Done automatically through a tripartite arrangement, the case for data protection and privacy should have fully been met and then the system in itself would become complete and thorough.

So from the back end to enrollment to verification, with all these systems in place, you’ve built a complete foundational database system for nationwide enrollment.

But we need to address one final hiccup.

Step four: Enforcement

We started with laws, strategy, and implementation. The final bit is enforcement – making sure the people using this system use it appropriately. Because when not used, all this is a wasted effort of resources.

Just because there’s nationwide enrollment with the tools to do it doesn’t always translate into the motivation for citizens to actually get enrolled as we pointed out in the strategy phase.

A World Bank study found that the primary reason people in developing countries apply for an ID is to buy a new SIM card or to register their existing SIM card having it deactivated by a government-imposed deadline (where mandatory SIM registration is enforced).

Most people who enrolled in Nigeria earlier did so due to the mandatory policies of NIMC for SIM registration, travel requirements, educational admission exams, etc.

But there’s a higher number of people who don’t fall into any of those brackets. How do you capture them?

The NIN should have been a mandatory requirement for national elections – making it more widespread in the process.

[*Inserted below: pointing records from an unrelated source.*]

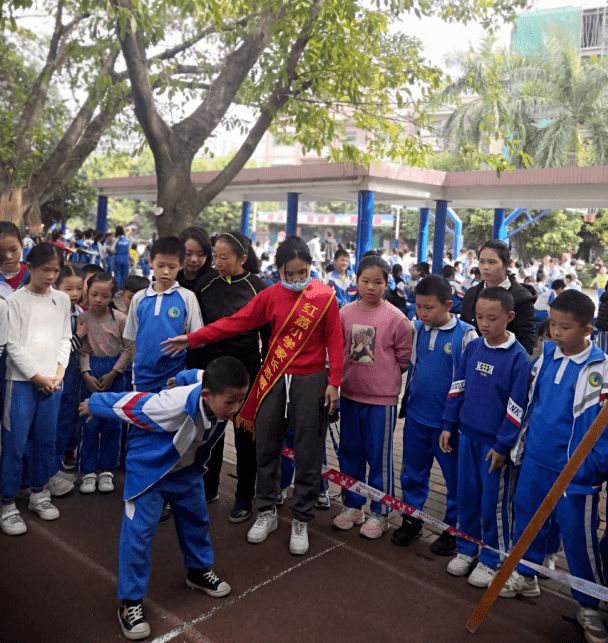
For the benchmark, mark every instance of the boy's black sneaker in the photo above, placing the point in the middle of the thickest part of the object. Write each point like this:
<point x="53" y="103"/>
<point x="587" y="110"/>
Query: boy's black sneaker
<point x="132" y="620"/>
<point x="207" y="581"/>
<point x="241" y="511"/>
<point x="445" y="545"/>
<point x="165" y="514"/>
<point x="407" y="533"/>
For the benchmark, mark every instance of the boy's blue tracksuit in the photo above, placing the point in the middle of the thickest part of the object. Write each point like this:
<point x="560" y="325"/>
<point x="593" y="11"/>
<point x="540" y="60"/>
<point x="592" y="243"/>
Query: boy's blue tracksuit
<point x="346" y="289"/>
<point x="100" y="446"/>
<point x="154" y="317"/>
<point x="486" y="405"/>
<point x="167" y="427"/>
<point x="565" y="398"/>
<point x="436" y="354"/>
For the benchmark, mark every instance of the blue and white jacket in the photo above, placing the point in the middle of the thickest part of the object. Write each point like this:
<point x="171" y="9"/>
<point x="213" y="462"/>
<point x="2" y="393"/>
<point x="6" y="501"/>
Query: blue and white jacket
<point x="164" y="426"/>
<point x="589" y="397"/>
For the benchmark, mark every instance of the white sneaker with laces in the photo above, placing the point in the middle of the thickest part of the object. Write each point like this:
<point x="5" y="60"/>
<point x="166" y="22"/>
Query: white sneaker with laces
<point x="104" y="482"/>
<point x="549" y="563"/>
<point x="374" y="526"/>
<point x="460" y="565"/>
<point x="298" y="543"/>
<point x="593" y="625"/>
<point x="482" y="576"/>
<point x="59" y="486"/>
<point x="40" y="503"/>
<point x="89" y="483"/>
<point x="265" y="523"/>
<point x="349" y="517"/>
<point x="518" y="584"/>
<point x="11" y="521"/>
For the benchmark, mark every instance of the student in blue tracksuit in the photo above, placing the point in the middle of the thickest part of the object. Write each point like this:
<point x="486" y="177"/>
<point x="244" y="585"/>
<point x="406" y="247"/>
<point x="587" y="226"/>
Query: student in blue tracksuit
<point x="120" y="251"/>
<point x="342" y="279"/>
<point x="485" y="407"/>
<point x="569" y="387"/>
<point x="438" y="342"/>
<point x="162" y="310"/>
<point x="167" y="429"/>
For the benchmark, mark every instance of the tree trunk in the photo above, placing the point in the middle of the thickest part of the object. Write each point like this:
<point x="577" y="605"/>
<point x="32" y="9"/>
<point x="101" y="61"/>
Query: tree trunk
<point x="177" y="196"/>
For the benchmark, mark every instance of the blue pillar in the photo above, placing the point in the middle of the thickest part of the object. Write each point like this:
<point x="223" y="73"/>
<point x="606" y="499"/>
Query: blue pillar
<point x="499" y="229"/>
<point x="423" y="234"/>
<point x="441" y="214"/>
<point x="102" y="213"/>
<point x="365" y="221"/>
<point x="245" y="218"/>
<point x="292" y="213"/>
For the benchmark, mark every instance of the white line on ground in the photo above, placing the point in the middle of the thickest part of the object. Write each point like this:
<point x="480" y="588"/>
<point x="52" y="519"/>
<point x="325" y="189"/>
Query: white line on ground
<point x="203" y="617"/>
<point x="172" y="619"/>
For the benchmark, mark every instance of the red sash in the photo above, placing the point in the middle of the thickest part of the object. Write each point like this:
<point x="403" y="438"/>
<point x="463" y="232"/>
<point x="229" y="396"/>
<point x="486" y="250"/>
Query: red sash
<point x="290" y="339"/>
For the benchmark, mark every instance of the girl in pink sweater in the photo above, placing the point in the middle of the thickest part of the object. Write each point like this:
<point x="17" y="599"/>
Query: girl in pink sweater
<point x="377" y="349"/>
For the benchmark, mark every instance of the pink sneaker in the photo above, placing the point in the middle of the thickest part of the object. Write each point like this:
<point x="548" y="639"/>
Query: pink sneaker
<point x="349" y="518"/>
<point x="375" y="526"/>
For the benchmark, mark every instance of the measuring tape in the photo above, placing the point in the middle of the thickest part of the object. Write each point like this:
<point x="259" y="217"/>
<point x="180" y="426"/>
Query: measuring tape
<point x="352" y="484"/>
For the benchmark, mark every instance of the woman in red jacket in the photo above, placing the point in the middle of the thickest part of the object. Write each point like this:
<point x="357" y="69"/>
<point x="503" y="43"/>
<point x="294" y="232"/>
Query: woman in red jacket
<point x="292" y="388"/>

Again this comes down to our previous point of setting the right policies from the government in stage one.

So the strategy and approach are super important – you must get it right. From the timeline to planning, to strategy to implementation, and to enforce.

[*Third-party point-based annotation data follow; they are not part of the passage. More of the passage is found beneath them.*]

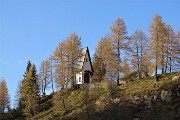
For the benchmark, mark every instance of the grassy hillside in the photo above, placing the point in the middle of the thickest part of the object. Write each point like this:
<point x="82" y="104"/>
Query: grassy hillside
<point x="145" y="99"/>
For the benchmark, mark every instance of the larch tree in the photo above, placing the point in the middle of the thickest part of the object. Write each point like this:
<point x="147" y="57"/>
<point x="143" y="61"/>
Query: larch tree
<point x="139" y="51"/>
<point x="4" y="96"/>
<point x="157" y="46"/>
<point x="72" y="55"/>
<point x="45" y="75"/>
<point x="119" y="36"/>
<point x="169" y="48"/>
<point x="99" y="61"/>
<point x="66" y="56"/>
<point x="176" y="52"/>
<point x="51" y="72"/>
<point x="30" y="92"/>
<point x="60" y="65"/>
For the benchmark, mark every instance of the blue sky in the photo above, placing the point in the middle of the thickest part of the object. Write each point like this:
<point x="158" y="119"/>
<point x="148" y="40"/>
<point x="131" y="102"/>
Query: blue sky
<point x="31" y="29"/>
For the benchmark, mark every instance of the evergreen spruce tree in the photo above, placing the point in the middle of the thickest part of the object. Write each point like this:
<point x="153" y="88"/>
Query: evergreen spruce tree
<point x="29" y="92"/>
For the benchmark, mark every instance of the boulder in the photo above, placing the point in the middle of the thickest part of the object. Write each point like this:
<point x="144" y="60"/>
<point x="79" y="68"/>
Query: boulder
<point x="175" y="78"/>
<point x="166" y="96"/>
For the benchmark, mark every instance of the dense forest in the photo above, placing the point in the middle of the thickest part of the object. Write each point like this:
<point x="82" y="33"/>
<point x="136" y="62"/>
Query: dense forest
<point x="122" y="64"/>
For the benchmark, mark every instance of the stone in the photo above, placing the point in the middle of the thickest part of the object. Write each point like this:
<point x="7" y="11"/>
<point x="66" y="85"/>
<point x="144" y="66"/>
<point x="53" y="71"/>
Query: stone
<point x="136" y="119"/>
<point x="166" y="96"/>
<point x="121" y="82"/>
<point x="155" y="97"/>
<point x="175" y="78"/>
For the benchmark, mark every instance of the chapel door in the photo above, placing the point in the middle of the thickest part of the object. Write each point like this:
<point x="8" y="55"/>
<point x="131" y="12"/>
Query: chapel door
<point x="86" y="78"/>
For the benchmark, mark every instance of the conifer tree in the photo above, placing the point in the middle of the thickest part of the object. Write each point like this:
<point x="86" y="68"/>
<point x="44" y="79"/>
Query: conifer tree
<point x="157" y="46"/>
<point x="139" y="51"/>
<point x="66" y="56"/>
<point x="45" y="75"/>
<point x="30" y="92"/>
<point x="4" y="96"/>
<point x="119" y="35"/>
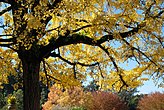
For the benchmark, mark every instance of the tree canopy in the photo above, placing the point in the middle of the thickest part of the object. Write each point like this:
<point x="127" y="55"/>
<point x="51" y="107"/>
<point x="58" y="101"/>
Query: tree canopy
<point x="75" y="39"/>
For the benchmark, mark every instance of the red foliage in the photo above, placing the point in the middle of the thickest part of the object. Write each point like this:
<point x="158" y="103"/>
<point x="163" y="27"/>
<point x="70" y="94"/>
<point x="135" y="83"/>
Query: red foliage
<point x="107" y="101"/>
<point x="153" y="101"/>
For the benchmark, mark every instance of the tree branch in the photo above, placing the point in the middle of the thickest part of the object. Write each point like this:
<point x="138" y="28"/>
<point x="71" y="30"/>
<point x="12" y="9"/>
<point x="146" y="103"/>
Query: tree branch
<point x="71" y="63"/>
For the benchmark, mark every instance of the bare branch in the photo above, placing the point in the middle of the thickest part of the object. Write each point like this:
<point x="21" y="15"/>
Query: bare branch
<point x="69" y="62"/>
<point x="6" y="35"/>
<point x="86" y="26"/>
<point x="45" y="71"/>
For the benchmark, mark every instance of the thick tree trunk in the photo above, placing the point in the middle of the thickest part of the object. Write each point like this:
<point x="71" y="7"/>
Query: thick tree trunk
<point x="31" y="83"/>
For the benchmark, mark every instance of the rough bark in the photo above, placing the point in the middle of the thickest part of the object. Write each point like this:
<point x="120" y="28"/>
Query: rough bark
<point x="31" y="66"/>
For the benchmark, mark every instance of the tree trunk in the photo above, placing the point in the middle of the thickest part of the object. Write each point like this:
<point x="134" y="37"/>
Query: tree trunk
<point x="31" y="90"/>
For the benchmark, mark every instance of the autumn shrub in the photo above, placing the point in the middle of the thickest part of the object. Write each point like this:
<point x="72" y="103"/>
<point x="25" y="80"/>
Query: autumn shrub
<point x="153" y="101"/>
<point x="107" y="101"/>
<point x="73" y="97"/>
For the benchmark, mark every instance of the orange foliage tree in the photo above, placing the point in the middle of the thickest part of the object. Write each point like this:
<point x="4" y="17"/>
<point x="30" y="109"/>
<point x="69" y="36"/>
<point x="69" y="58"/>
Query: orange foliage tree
<point x="69" y="39"/>
<point x="153" y="101"/>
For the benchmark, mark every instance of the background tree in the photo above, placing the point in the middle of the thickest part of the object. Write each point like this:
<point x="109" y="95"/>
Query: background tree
<point x="84" y="38"/>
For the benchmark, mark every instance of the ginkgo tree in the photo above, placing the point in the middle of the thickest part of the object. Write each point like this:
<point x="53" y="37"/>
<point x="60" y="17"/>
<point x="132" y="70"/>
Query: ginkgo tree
<point x="83" y="37"/>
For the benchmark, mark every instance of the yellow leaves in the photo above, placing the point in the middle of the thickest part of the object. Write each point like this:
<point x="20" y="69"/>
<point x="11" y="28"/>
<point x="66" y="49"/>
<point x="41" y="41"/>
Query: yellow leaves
<point x="133" y="79"/>
<point x="8" y="18"/>
<point x="32" y="21"/>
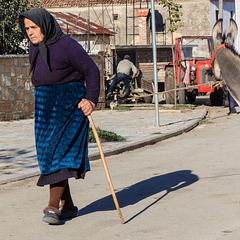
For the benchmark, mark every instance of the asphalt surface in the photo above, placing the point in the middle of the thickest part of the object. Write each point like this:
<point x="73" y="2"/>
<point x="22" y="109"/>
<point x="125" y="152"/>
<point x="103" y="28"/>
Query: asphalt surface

Giving Power to the People

It’s also important to note that an agile system built on technology has to be reviewed and upgraded over time as ID management isn’t a closed circle.

Administrators should closely monitor the entire loop, monitoring feedback from users to address concerns as long as it doesn’t compromise data integrity and protection.

In an attractive market like Africa where you can acquire global funding and the urge to get in on what everybody is doing, it’s easy to take your eyes off the main reason for establishing a foundational database in the first place – making identity a right and not a privilege so every citizen can have access to essential services.

Teki Akuetteh, a Ghana-based lawyer, developed legislation for Ghana’s 2012 Data Protection Act and established the country’s data protection commission. Despite her achievements, she says that Ghana and its continental neighbors still lack comprehensive policies to protect individual privacy.

“The focus has unfortunately been more on the ID than the impact on the people,” she told Al Jazeera.

So as you build your foundational database from the ground up, be sure to have the right policies, authorities, and establishments in place to ensure no group or individual is marginalized and no data is under threat of theft, visibility, and manipulation.

This is how you build a robust system over time.


Disclaimer: The views and opinions expressed in this article/press release are those of the authors and do not necessarily reflect the approved policy or position of the GSMA or its subsidiaries.